Vivir con una salud mental frágil es caminar por una cuerda floja.
Lo sé, porque es mi realidad: un equilibrio que se conquista cada día, nunca garantizado y siempre vivo.
Cualquier cosa —una noche sin dormir, una comida pesada, una palabra inoportuna, incluso el calor del ambiente— puede alterar mi calma. Por eso, cuidar mi salud mental no es un lujo: es un acto de supervivencia espiritual.
Aceptarlo me permite ver que mi bienestar no depende de una sola cosa, sino de muchas pequeñas acciones: dormir bien, alimentarme con conciencia, mover el cuerpo, cultivar el silencio.
Cada hábito es una hebra en el tejido de mi equilibrio, parte de una arquitectura frágil, pero sagrada.
Es cierto que a veces mantenerla es agotador, pero vale la pena. Porque en ese esfuerzo encuentro gratitud, y en la gratitud, encuentro amor por mi vida tal como es.
De todas mis prácticas, una que destaca por lo esencial es la meditación.

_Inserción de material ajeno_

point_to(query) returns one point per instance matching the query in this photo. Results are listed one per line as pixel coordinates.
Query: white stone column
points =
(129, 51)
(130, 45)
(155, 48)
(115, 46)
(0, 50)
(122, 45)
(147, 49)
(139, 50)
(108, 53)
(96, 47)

Tan simple en sus instrucciones como exigente en su constancia: sentarse, cerrar los ojos, respirar, dejar pasar los pensamientos sin identificarme, como si fueran nubes en el cielo.
Yo, un simple observador, practicando a estar conmigo mismo sin huir.
Al principio era como subir una montaña cada día.
Mi mente corría más rápido de lo que podía observarla.
Me prometía quince minutos y fracasaba; me frustraba, abandonaba, y luego volvía.
Hasta que decidí empezar por menos: cinco minutos por siete días. Lo logré.
Y algo cambió. No fue una iluminación, sino una leve claridad, una distancia amable con mis pensamientos.
Comprendí que no se trata de controlar la mente, sino de soltarla.
Volví a desafiarme: diez minutos por siete días. Y de nuevo, funcionó.
Hoy cumplo quinientos cincuenta días meditando, treinta minutos cada día.
No porque deba, sino porque quiero. Porque lo necesito. Porque se volvió vital.
Es parte de mí, como respirar.
Cada sesión es una prueba de que puedo comprometerme con algo, de que la disciplina puede ser una forma de amor propio.
Lo mismo me ocurre al escribir: a veces fluye, otras no.
Pero sigo apareciendo —palabra a palabra— como sigo sentándome a meditar, día tras día.
La meditación me enseña que la constancia no es rigidez, sino amor.
Que cada pequeño esfuerzo, repetido con humildad, puede volver la vida más luminosa.
Mi compromiso es simple: no dejarme desanimar.
Porque la mente cambia, pero el alma, cuando se le da espacio, siempre encuentra su centro.
Y desde ahí, puede hablar, crear y sanar.